The company moved into a 25,000-square-foot office in the District’s Metro Center neighborhood this year, bringing a workforce that now totals 200. That’s more than four times the head count at the office in Lanham, Md., which is still listed as the corporate headquarters.

In recent years, the company has attracted interest from some of the D.C. area’s most well-heeled technology investors. Revolution Growth, the $1.1 billion venture firm backed by AOL co-founder Steve Case, Washington sports-teams owner Ted Leonsis, and managing partner Donn Davis, led a sizable investment in 2013 that added Leonsis to the company’s board. A much larger, $50 million round in 2014 came from Kleiner Perkins Caufield & Byers, a prolific Silicon Valley fund known for making early investments in giants such as Google and Amazon.

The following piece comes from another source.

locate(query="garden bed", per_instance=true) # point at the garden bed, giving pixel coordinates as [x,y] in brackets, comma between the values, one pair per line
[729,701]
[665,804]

Optoro chief executive Tobin Moore grew up in the District but built his company in Lanham, in Prince George’s County. He said any decision to move would come down to whether District officials are able to come up with a favorable incentive package. He declined to elaborate on exactly what the company is seeking.

“We just want them to be competitive,” Moore said.

The mayor’s office said it is committed to coaxing Optoro into the District but declined to outline specifics while talks are still in progress. Andrew Trueblood, chief of staff to the deputy mayor for planning and economic development, said the company may be eligible for at least two government programs that provide tax credits and grants for tech-focused businesses in the District.

The programs were tapped for the incentive package given to the local education-technology firm Blackboard, which renewed its lease last year after considering options in Maryland and Virginia. Blackboard could be eligible for as much as $5 million in incentives under the two programs.

The mayor’s office went even further to hold onto the Advisory Board Company, a health-care consultancy that employs thousands, passing special legislation offering the company as much as $6 million in tax incentives tied to the certainty of a set number of jobs.

Both incentive packages are dwarfed by $33 million worth of tax breaksfor LivingSocial in 2012. LivingSocial went on to lay off thousands of employees and sell itself to close competitor Groupon for an unspecified amount last month, raising questions about effectiveness of such incentives given to companies in the fast-changing technology sector.

“We’re not going to throw them tons of cash, but we want to put together a package that helps tip the decision towards D.C.,” Trueblood said. “Our goal is we don’t want to open up the paper and find out that an organization that employs D.C. residents is thinking of moving their business elsewhere.”